A CENTURY BEFORE THERE WAS LORD OF THE WORLD
Imagine a godless age, a time when all the world has fallen prey to soulless communism. This is the world that Christ comes to as he returns to us. This is the Second Coming. This is the End of Time. This is the Apocalypse. According to his biographer, Fr. Cyril Martindale, Mgr. Benson's depiction of the future was in many ways an inversion of the science fiction novels of H. G. Wells. In particular, Benson was sickened by Wells' belief that Atheism, Marxism, World Government, and Eugenics would lead to an earthly utopia. Due to his depiction of a Wellsian future as a global police state, Benson's novel has been called one of the first modern works of dystopian fiction.

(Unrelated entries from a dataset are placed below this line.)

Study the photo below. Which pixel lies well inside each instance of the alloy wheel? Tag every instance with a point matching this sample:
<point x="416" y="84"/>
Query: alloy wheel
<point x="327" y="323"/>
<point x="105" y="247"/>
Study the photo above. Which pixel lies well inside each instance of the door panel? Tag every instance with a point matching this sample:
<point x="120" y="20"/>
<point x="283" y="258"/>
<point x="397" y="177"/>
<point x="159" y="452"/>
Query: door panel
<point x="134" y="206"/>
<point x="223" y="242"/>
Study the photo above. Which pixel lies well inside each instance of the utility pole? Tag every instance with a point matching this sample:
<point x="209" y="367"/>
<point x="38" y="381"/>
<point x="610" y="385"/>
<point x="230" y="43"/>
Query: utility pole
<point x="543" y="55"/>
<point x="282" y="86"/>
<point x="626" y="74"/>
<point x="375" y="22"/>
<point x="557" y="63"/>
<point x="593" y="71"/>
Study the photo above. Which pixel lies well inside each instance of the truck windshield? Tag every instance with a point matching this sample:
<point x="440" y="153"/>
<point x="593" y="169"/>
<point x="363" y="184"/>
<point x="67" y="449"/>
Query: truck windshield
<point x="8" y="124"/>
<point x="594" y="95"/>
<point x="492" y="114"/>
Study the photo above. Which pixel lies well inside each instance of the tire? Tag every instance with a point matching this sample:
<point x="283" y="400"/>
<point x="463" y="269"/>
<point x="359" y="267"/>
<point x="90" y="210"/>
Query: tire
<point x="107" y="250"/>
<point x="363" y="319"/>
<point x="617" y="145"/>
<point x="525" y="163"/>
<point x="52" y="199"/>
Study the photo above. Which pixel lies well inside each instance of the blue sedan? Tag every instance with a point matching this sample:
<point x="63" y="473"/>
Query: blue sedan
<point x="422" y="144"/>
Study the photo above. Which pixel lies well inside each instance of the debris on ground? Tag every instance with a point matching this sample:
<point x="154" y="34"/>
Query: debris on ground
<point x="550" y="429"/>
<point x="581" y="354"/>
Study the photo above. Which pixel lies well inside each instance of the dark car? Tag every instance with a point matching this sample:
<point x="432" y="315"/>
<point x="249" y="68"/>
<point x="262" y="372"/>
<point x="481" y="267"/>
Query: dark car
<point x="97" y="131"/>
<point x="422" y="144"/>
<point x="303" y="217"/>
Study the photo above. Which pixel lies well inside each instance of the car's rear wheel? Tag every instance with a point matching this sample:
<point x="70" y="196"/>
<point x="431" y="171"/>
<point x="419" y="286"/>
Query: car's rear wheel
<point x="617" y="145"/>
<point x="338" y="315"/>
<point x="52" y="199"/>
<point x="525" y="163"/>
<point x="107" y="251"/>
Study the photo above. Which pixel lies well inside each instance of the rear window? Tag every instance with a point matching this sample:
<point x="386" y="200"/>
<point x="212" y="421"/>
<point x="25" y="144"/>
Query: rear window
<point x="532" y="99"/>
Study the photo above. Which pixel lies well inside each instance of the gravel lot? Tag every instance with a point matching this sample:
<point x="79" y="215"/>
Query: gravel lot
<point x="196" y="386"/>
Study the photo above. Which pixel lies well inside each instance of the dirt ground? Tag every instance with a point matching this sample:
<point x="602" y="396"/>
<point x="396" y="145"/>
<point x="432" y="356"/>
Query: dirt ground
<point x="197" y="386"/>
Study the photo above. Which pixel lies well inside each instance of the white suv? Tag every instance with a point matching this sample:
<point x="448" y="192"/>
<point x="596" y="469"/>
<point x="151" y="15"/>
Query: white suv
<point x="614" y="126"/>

Robert Hugh Benson was an English Catholic priest and author who lived from 18 November 1871 to 19 October 1914. He began his ministry as an Anglican priest before being welcomed and ordained in the Catholic Church in 1903. He also wrote a lot of fiction, including Come Rack! Come to Rope! and the well-known dystopian novel Lord of the World. His works include current fiction, children's stories, plays, apologetics, devotional writings, and historical, horror, and science fiction. In parallel with rising through the ranks to serve as a Chamberlain to Pope Pius X in 1911 and earning the title of Monsignor before passing away a few years later, he continued his writing career. Benson, the younger brother of E. F., A. C., and Margaret Benson, was the youngest child of Edward White Benson, the Archbishop of Canterbury, and his wife, Mary. Robert Hugh Benson attended Eton College for his education before attending Trinity College in Cambridge from 1890 to 1893 to study classics and religion. Benson's father, who was the Archbishop of Canterbury at the time, gave him his ordination as a priest in the Church of England in 1895.